DOLU KADEHİ TERS TUT-Kaçar Gider
............
"Ben neden sana veda etmek istemiyorum kıvırcık?"
Sen de bana alışmış olabilir misin isimsiz?
İsimsizle garip vedamızın üzerinden tam dört gün geçti. O günü hatırladıkça kendimi adını koyamadığım hislerle dolu bir havuzun içinde boğulurken buluyordum. Eve girip deli gibi ağlamış, kendimi sıcak suyla dolu bir küvete atmıştım sonra. Biraz kendime geldikten sonra yine aynı koltukta sigaramı içerken uyuyakalmıştım. Monoton yaşantıma geri dönmüştüm.
Bu dört gün içerisinde düşüncelerimi biraz da olsun susturabilmek adına Kerem Bey'in kafesine gidip çalışmalarıma başlamıştım. Sabah gidip akşama kadar duvarı çizip boyuyordum. Bana iyi gelen, şu hayatta başarabildiğim tek şeyi yaparak kendimi avutuyordum. Hatta o kadar çok duruyordum ki kafede işimin yarısından çoğu göz açıp kapayıncaya kadar bitmişti.
Kerem Bey ilk iki gün sevgilimin nerede olduğunu sorup durmuştu. Her seferinde işi olduğunu söyleyerek canımı acıtan oyuna devam etmiştim. Kerem Bey isimsizin sevgilim olduğunu öğrendiğinden beri bana mesafeli davranıyordu.

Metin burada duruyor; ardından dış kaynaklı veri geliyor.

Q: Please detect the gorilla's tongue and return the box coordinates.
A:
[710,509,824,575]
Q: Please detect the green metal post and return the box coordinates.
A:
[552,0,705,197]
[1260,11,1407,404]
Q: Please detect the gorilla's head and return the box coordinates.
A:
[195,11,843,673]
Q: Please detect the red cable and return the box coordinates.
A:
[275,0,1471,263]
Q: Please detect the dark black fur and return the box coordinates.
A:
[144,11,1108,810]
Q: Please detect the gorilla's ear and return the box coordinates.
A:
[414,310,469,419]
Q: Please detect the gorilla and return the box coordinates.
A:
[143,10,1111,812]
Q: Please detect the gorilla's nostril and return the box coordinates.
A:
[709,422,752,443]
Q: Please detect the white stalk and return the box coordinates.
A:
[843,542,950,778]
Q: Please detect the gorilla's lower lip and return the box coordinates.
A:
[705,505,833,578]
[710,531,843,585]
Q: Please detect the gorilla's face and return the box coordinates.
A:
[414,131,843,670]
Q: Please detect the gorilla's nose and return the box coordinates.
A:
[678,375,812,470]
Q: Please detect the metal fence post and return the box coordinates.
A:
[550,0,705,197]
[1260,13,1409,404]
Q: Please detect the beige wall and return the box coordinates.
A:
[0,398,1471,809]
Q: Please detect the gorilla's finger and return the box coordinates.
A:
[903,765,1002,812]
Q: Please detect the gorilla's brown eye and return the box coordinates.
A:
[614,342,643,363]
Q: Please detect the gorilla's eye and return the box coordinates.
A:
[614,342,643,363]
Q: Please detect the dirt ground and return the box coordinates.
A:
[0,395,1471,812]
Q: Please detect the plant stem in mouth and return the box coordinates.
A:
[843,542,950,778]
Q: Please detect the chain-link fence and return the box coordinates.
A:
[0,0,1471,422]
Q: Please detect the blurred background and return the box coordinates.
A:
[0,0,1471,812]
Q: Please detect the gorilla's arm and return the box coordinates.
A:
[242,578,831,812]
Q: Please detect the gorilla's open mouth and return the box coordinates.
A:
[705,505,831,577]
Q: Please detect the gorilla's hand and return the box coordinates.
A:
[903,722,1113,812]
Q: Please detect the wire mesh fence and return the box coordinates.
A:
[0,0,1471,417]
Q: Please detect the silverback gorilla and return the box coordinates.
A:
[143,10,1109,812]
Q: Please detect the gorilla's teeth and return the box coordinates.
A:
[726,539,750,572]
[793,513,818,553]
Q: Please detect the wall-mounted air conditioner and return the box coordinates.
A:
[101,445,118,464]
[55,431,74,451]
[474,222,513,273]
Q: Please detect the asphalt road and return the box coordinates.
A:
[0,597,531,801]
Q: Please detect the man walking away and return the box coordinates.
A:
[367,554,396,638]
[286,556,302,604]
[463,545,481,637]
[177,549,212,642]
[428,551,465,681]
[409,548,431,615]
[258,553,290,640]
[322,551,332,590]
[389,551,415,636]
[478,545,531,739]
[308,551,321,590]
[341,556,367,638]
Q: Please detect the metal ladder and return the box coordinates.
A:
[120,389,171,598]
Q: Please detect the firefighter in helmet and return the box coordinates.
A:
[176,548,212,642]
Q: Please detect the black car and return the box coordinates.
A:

İşe taksiyle gidip geliyordum, isimsizle karşılaşmamak adına her türlü şeyi deniyordum. Neden ondan kaçtığımı kendime sorduğumda verecek bir cevabım yoktu. Arkadaş olamaz mıydık? Belki olabilirdik ama onunla birlikteyken ben kendi benliğimi ve ne için yaşadığımı unutuyordum. Dengem sarsılıyor, kimsesiz ruhum onunla doluyordu. Kendimi küçük bir kız çocuğu gibi hissetmeme sebep oluyordu.
Boyaların dolu olduğu çalışma dolabımdan sadece bugün için gerekli boyaları ve fırçaları alıp büyük bir siyah çantanın içine koydum. Çalışırken giydiğim siyah tulumu almaya gerek duymadığım için orada bırakmıştım.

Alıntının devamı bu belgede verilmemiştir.